Chenoa Ashton-Lewis & Will Basanta
Ashanta Wines
Mawu 2020
Characteristics
Acidity
Body
Tannins
Production Notes
In the arena of co-ferments, Ashanta is light years ahead of the competition. Take Mawu (70% Merlot, 30% Chardonnay), which offers a polychromatic view of Grebennikoff Vineyard, a 3.5-acre organic site located at the foot of Sonoma Mountain. But, truthfully, co-fermentation is only part of the story behind Mawu’s reverberant style. The rest is a matter of inspired cellar work — a marriage of traditional technique and fresh ideas. Let’s break it down. Half of the Merlot is foot tread and direct pressed (which is to say, handled like a rosé — all juice, no skins). And as for the Chardonnay, only the skins and stems go into the fermenters (à la orange wine) — no direct-pressed juice. Finally, the remaining 50% of the Merlot is handled in a more conventional red wine fashion (equal parts whole cluster and crushed/de-stemmed), providing a firm and satisfying structure. In short, Mawu is more than a co-ferment. It’s a new perspective. 96 cases produced. Zero sulfur additions. 12.5% abv.
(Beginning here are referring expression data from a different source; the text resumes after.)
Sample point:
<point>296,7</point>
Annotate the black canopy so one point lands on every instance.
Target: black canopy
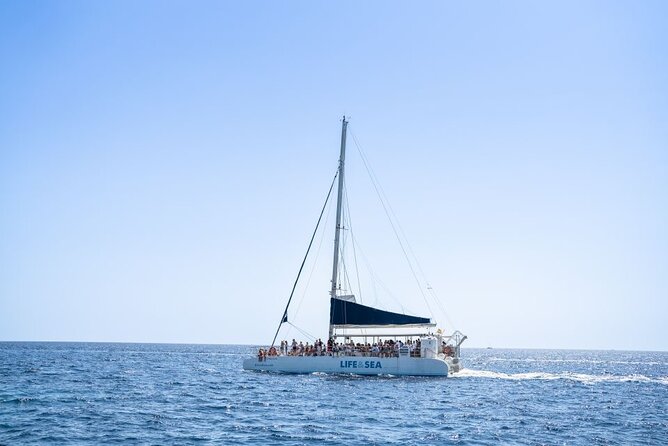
<point>343,313</point>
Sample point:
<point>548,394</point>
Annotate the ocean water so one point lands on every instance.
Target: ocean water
<point>91,393</point>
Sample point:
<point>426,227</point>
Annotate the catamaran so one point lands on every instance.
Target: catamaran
<point>412,346</point>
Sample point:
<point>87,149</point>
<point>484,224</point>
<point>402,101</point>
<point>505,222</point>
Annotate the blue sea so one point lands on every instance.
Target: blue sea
<point>93,393</point>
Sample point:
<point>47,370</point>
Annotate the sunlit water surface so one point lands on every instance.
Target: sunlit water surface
<point>156,393</point>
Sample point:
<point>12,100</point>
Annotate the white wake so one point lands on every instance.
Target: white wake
<point>580,377</point>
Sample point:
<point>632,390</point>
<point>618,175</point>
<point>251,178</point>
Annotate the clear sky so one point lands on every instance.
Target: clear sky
<point>162,165</point>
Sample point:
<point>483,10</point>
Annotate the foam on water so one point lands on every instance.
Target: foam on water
<point>53,393</point>
<point>580,377</point>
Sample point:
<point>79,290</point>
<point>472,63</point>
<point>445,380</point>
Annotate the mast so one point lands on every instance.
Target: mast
<point>335,267</point>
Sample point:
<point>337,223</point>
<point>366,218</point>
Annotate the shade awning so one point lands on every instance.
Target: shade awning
<point>353,315</point>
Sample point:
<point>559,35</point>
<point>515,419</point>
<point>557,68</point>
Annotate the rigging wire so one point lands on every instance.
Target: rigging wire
<point>313,266</point>
<point>352,239</point>
<point>284,317</point>
<point>432,292</point>
<point>304,332</point>
<point>376,186</point>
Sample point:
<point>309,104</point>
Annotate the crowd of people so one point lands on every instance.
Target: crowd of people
<point>383,349</point>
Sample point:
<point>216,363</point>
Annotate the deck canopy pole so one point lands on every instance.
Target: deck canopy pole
<point>335,267</point>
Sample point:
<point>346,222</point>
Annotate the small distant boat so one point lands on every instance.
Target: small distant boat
<point>414,346</point>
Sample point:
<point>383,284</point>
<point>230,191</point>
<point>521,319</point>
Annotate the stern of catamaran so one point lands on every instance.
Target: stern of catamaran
<point>451,349</point>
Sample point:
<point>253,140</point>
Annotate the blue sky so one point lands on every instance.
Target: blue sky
<point>162,165</point>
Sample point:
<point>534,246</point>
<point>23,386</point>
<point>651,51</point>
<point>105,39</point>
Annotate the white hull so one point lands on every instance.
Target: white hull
<point>358,365</point>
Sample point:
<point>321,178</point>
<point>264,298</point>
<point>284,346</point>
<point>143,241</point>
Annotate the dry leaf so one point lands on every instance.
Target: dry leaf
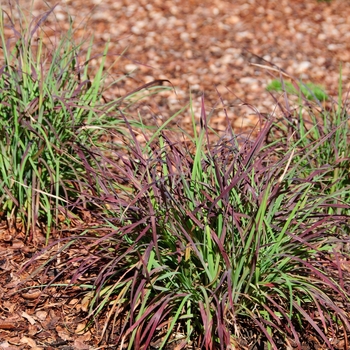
<point>80,327</point>
<point>31,295</point>
<point>7,325</point>
<point>29,341</point>
<point>79,345</point>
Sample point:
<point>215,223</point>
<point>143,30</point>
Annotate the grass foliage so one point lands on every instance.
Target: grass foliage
<point>210,244</point>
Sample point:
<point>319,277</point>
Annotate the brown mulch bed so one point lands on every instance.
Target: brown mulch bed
<point>200,46</point>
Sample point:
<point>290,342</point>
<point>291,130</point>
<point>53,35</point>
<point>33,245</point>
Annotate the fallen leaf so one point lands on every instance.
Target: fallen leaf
<point>41,315</point>
<point>80,327</point>
<point>7,325</point>
<point>79,345</point>
<point>31,295</point>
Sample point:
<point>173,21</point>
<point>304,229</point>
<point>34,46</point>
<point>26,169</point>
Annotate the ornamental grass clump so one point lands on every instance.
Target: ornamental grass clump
<point>228,244</point>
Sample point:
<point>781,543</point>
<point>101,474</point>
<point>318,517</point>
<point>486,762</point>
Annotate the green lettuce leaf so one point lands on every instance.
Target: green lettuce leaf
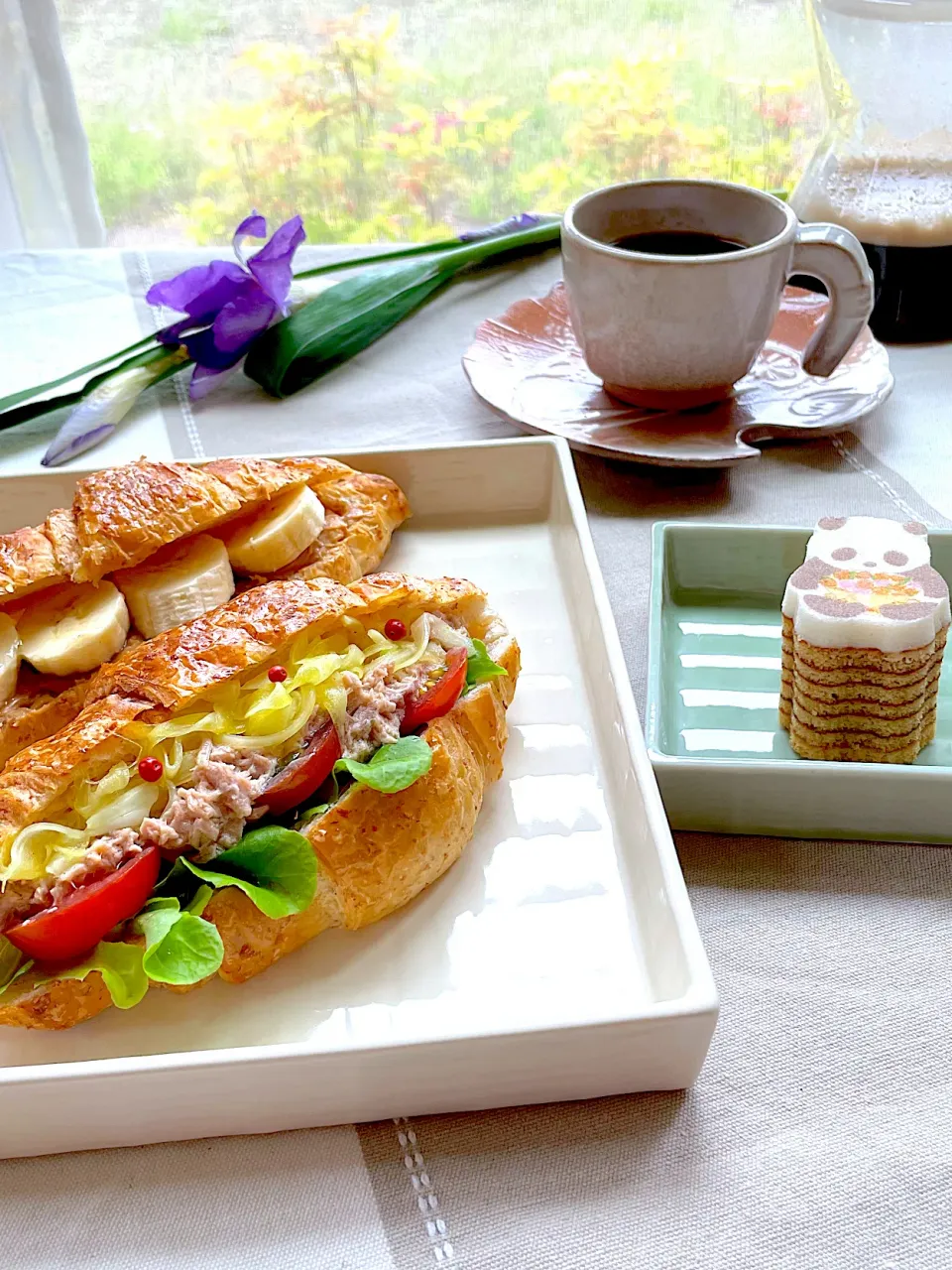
<point>393,767</point>
<point>480,666</point>
<point>276,867</point>
<point>10,960</point>
<point>180,947</point>
<point>119,965</point>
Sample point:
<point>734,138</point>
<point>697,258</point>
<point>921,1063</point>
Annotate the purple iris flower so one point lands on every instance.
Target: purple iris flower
<point>231,303</point>
<point>511,225</point>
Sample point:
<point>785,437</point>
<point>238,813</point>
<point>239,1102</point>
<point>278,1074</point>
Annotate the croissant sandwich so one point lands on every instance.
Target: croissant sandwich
<point>303,757</point>
<point>148,547</point>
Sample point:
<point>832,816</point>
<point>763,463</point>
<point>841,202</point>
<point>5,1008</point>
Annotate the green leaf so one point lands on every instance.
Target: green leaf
<point>186,952</point>
<point>343,320</point>
<point>544,234</point>
<point>121,968</point>
<point>49,405</point>
<point>276,867</point>
<point>9,961</point>
<point>393,767</point>
<point>352,314</point>
<point>180,947</point>
<point>26,394</point>
<point>480,666</point>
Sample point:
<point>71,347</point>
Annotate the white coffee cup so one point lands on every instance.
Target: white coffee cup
<point>678,330</point>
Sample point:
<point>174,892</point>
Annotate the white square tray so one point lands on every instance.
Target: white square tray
<point>557,959</point>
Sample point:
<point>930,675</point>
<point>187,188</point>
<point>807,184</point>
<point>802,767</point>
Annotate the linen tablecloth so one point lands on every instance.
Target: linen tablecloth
<point>820,1130</point>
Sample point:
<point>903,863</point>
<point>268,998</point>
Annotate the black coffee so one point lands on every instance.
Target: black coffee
<point>676,243</point>
<point>911,289</point>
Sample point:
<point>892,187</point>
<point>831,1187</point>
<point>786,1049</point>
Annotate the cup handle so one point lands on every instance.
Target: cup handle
<point>834,255</point>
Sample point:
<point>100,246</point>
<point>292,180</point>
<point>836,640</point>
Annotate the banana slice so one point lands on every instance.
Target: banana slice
<point>9,658</point>
<point>277,535</point>
<point>75,629</point>
<point>177,584</point>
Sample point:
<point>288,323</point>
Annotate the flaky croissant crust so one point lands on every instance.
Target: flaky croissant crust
<point>376,851</point>
<point>122,516</point>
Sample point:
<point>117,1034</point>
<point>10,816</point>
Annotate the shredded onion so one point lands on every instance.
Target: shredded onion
<point>126,812</point>
<point>32,849</point>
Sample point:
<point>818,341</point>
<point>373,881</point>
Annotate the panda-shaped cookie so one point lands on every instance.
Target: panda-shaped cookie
<point>867,583</point>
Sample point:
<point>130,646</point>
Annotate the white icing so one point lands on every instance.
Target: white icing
<point>871,539</point>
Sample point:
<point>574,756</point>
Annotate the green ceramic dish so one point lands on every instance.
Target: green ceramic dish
<point>720,754</point>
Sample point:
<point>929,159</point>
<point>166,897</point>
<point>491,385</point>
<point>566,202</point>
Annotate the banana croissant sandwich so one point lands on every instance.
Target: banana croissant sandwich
<point>148,547</point>
<point>303,757</point>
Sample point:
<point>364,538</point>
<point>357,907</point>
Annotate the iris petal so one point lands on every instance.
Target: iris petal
<point>272,264</point>
<point>203,350</point>
<point>252,226</point>
<point>199,291</point>
<point>241,318</point>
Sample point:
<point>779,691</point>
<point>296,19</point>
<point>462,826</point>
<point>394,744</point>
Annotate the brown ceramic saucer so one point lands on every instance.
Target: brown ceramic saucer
<point>529,367</point>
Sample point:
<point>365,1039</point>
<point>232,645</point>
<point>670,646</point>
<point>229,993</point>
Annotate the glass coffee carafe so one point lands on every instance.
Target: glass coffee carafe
<point>884,168</point>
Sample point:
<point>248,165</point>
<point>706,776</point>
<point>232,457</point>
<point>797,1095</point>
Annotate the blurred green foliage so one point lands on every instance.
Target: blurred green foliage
<point>370,146</point>
<point>141,172</point>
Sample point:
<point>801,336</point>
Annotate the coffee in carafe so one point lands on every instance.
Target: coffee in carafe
<point>901,212</point>
<point>884,169</point>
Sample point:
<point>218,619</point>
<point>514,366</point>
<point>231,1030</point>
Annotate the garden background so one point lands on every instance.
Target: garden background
<point>413,121</point>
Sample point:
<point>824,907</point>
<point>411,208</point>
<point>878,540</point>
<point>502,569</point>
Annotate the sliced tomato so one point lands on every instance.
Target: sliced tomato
<point>438,699</point>
<point>76,925</point>
<point>304,774</point>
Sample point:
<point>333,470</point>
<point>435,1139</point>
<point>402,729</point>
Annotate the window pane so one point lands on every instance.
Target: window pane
<point>421,118</point>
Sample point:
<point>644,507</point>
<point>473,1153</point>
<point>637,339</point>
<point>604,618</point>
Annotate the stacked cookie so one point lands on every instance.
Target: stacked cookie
<point>865,625</point>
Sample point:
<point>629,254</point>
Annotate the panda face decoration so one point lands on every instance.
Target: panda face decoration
<point>862,543</point>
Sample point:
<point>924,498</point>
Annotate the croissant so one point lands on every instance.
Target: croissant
<point>126,520</point>
<point>375,849</point>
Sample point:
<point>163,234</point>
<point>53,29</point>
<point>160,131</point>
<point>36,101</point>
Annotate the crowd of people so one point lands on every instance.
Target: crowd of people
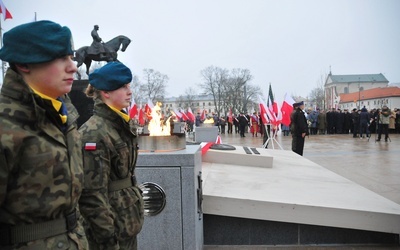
<point>359,122</point>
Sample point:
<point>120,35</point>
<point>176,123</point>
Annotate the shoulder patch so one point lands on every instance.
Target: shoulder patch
<point>90,146</point>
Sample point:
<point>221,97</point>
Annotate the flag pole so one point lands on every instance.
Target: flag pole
<point>1,44</point>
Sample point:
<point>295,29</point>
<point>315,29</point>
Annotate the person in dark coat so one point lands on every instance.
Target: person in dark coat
<point>243,121</point>
<point>364,122</point>
<point>298,128</point>
<point>340,118</point>
<point>355,118</point>
<point>347,122</point>
<point>322,122</point>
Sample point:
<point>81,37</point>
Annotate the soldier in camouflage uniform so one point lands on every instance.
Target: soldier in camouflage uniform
<point>111,201</point>
<point>41,171</point>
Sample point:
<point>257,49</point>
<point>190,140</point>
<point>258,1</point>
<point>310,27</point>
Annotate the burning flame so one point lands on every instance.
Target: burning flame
<point>157,125</point>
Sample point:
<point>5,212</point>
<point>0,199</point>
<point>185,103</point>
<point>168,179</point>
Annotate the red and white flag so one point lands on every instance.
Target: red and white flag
<point>272,105</point>
<point>177,113</point>
<point>4,11</point>
<point>141,117</point>
<point>148,108</point>
<point>203,115</point>
<point>133,109</point>
<point>191,115</point>
<point>287,109</point>
<point>184,115</point>
<point>263,114</point>
<point>271,115</point>
<point>230,116</point>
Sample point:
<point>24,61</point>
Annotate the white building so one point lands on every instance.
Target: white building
<point>197,104</point>
<point>371,98</point>
<point>335,85</point>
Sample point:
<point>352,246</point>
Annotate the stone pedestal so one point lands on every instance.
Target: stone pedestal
<point>179,225</point>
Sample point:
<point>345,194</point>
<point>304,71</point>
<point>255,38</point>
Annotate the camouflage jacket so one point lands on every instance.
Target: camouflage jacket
<point>40,166</point>
<point>112,216</point>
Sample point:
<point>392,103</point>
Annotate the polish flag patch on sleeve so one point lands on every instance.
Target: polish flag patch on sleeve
<point>90,146</point>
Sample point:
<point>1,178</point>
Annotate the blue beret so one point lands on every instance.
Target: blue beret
<point>297,104</point>
<point>110,77</point>
<point>36,42</point>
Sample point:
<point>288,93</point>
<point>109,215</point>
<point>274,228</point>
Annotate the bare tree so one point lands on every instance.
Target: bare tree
<point>214,79</point>
<point>234,90</point>
<point>154,84</point>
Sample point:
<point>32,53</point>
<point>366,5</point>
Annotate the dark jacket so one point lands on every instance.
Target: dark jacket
<point>112,215</point>
<point>41,173</point>
<point>298,122</point>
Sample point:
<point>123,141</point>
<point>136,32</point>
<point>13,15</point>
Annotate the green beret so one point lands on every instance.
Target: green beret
<point>36,42</point>
<point>110,77</point>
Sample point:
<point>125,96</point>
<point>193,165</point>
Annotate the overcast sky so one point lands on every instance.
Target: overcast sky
<point>291,44</point>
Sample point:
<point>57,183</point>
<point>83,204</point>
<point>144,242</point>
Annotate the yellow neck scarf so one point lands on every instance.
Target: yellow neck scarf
<point>56,104</point>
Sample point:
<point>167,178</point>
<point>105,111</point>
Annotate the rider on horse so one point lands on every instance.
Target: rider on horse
<point>98,47</point>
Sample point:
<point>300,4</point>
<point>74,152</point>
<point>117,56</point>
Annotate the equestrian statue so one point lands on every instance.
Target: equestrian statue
<point>100,51</point>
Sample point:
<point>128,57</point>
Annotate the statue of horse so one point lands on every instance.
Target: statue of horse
<point>82,56</point>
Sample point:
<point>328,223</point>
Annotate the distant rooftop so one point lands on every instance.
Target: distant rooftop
<point>358,78</point>
<point>371,94</point>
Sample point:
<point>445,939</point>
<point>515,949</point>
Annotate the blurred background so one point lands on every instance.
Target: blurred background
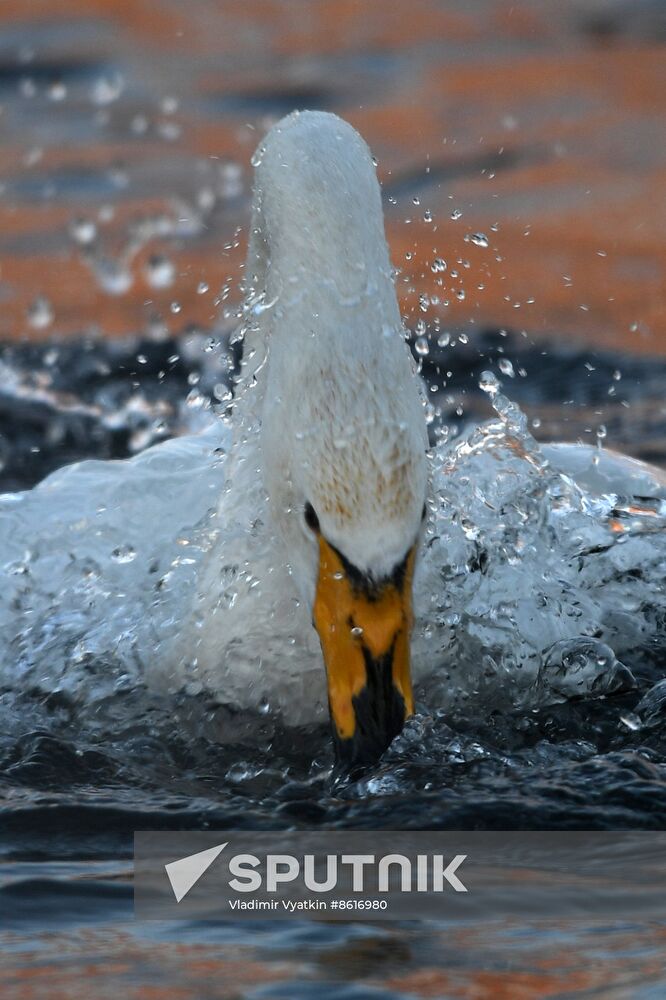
<point>522,151</point>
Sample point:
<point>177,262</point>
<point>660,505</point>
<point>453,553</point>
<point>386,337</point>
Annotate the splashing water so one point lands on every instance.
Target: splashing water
<point>539,636</point>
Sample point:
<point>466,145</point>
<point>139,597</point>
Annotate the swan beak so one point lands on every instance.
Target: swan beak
<point>364,629</point>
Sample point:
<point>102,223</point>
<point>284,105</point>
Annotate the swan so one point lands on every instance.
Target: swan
<point>307,555</point>
<point>330,427</point>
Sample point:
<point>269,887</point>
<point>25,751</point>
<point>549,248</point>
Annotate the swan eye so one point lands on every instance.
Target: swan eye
<point>311,518</point>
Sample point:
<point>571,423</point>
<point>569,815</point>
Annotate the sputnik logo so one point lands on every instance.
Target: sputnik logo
<point>186,872</point>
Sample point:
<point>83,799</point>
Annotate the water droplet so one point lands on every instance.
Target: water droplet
<point>160,271</point>
<point>107,89</point>
<point>83,231</point>
<point>478,239</point>
<point>489,383</point>
<point>258,156</point>
<point>40,313</point>
<point>57,91</point>
<point>123,554</point>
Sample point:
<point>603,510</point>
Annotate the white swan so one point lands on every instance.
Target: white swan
<point>204,562</point>
<point>333,430</point>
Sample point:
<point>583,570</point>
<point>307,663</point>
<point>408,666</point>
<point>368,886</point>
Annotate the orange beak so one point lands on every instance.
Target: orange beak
<point>364,628</point>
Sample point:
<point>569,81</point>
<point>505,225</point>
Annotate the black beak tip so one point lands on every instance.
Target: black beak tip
<point>377,725</point>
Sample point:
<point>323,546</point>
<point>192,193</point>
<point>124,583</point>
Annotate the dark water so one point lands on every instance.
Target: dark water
<point>72,795</point>
<point>592,763</point>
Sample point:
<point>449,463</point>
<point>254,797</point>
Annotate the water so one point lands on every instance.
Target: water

Deep roots and new ideas. These are the defining traits of Ashanta, which has arrived on the scene with the galvanizing force of a movement. It also helps explain its founders’ combination of chutzpah and unfussy grace. Don’t blink: Chenoa Ashton-Lewis and Will Basanta are about to change California wine as you know it. The Ashton-Lewis wine story begins in the 1970s when Chenoa’s grandparents plant a vineyard atop Sonoma Mountain. Fast-forward to 2017, this 50-year-old family legacy is critically endangered when the Nun’s Fire ravages the property. But from hardship comes new beginnings: Having learned of a few surviving vines in 2019, Chenoa and Will drive up from LA, where both work in the film industry, to harvest the fruit. The resulting wine — an experimental co-ferment of Syrah and Pinot Noir — marks the birth of Ashanta, and sets the tone for their deeply personal, mission-driven project. The couple produced their first commercial vintage the following year at the Glen Ellen facility of natural wine pioneer, Tony Coturri. They share Coturri’s uncompromising philosophy — their wines are zero-zero (no SO2 additions), unfined, unfiltered, and fermented with native yeast.